On Thu, Nov 10, 2022 at 10:47:07PM +0000, Andrew Cooper wrote:
> On 04/11/2022 16:18, Roger Pau Monne wrote:
> > The current reporting of the hardware assisted APIC options is done by
> > checking "virtualize APIC accesses" which is not very helpful, as that
> > feature doesn't avoid a vmexit, instead it does provide some help in
> > order to detect APIC MMIO accesses in vmexit processing.
> >
> > Repurpose the current reporting of xAPIC assistance to instead report
> > such feature as present when there's support for "TPR shadow" and
> > "APIC register virtualization" because in that case some xAPIC MMIO
> > register accesses are handled directly by the hardware, without
> > requiring a vmexit.
> >
> > For symetry also change assisted x2APIC reporting to require
> > "virtualize x2APIC mode" and "APIC register virtualization", dropping
> > the option to also be reported when "virtual interrupt delivery" is
> > available.
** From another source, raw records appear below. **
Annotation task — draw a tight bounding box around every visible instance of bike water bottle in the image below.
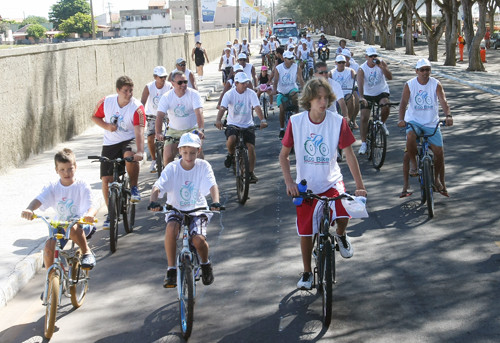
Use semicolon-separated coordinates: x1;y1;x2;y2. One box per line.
293;180;307;206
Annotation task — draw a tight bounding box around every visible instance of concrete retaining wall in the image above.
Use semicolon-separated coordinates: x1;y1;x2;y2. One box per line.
0;29;236;172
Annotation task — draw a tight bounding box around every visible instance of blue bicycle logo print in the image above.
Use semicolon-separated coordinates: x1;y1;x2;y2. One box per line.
304;133;330;156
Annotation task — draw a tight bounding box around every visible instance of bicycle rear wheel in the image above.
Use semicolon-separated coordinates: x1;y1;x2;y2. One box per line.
423;158;434;218
371;123;387;169
178;259;194;340
108;189;120;252
69;249;89;308
43;272;60;339
322;239;333;327
236;149;250;205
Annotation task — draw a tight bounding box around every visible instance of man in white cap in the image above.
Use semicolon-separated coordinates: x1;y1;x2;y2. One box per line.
332;55;359;128
215;73;267;183
168;57;198;90
148;133;221;288
357;47;392;155
273;51;304;139
238;52;257;89
398;58;453;197
141;66;172;173
156;70;205;166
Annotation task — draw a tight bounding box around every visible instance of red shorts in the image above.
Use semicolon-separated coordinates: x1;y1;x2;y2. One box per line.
296;181;350;236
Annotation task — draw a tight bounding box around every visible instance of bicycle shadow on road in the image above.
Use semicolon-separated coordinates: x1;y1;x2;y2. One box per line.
218;289;328;343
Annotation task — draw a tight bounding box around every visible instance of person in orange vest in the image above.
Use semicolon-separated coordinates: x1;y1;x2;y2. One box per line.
458;34;465;62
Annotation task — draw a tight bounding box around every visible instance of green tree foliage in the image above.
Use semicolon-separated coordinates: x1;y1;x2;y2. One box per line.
49;0;90;28
21;15;49;27
26;24;47;40
59;13;97;34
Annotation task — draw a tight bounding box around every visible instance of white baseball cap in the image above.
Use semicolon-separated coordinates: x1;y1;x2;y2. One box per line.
415;58;431;69
234;73;250;83
335;55;346;62
178;132;201;148
153;66;168;77
366;46;378;56
341;49;352;57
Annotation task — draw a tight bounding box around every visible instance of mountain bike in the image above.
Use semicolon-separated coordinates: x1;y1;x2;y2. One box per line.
88;156;135;253
33;214;95;339
366;101;399;169
299;191;353;327
159;205;224;340
407;121;445;218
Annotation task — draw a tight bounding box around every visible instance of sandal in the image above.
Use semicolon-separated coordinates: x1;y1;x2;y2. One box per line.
399;191;413;198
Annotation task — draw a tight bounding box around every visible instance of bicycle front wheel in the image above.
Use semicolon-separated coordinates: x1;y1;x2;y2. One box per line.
322;240;333;327
423;158;434;218
108;189;120;252
236;149;250;205
69;249;89;308
371;124;387;169
178;260;194;340
44;272;60;339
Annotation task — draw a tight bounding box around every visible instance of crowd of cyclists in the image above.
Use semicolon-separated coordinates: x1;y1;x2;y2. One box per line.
22;34;453;296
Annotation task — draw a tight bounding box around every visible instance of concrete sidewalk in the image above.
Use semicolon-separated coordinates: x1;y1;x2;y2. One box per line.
0;55;229;306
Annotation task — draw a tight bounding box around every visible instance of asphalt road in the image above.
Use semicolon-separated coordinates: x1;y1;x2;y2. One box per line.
0;55;500;343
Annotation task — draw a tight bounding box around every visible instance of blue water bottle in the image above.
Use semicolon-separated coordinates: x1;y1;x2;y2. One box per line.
293;180;307;206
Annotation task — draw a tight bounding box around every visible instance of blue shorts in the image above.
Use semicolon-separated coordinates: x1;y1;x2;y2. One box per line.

Presence of the "virtual interrupt delivery" feature will
> > be reported using a different option.
> >
> > Fixes: 2ce11ce249 ('x86/HVM: allow per-domain usage of hardware virtualized
> > APIC')
> > Signed-off-by: Roger Pau Monné <roger....@citrix.com>
> > ---
> > I find the logic in vmx_vlapic_msr_changed() hard to follow, but I
> > don't want to rewrite the function logic at this point.
> > ---
> > Changes since v1:
> > - Fix Viridian MSR tip conditions.
> > ---
> > xen/arch/x86/hvm/viridian/viridian.c | 2 +-
> > xen/arch/x86/hvm/vmx/vmcs.c | 8 ++++----
> > xen/arch/x86/hvm/vmx/vmx.c | 25 ++++++++++++++++++-------
> > xen/arch/x86/traps.c | 4 +---
> > 4 files changed, 24 insertions(+), 15 deletions(-)
> >
> > diff --git a/xen/arch/x86/hvm/viridian/viridian.c
> > b/xen/arch/x86/hvm/viridian/viridian.c
> > index 25dca93e8b..44eb3d0519 100644
> > --- a/xen/arch/x86/hvm/viridian/viridian.c
> > +++ b/xen/arch/x86/hvm/viridian/viridian.c
> > @@ -197,7 +197,7 @@ void cpuid_viridian_leaves(const struct vcpu *v,
> > uint32_t leaf,
> > res->a = CPUID4A_RELAX_TIMER_INT;
> > if ( viridian_feature_mask(d) & HVMPV_hcall_remote_tlb_flush )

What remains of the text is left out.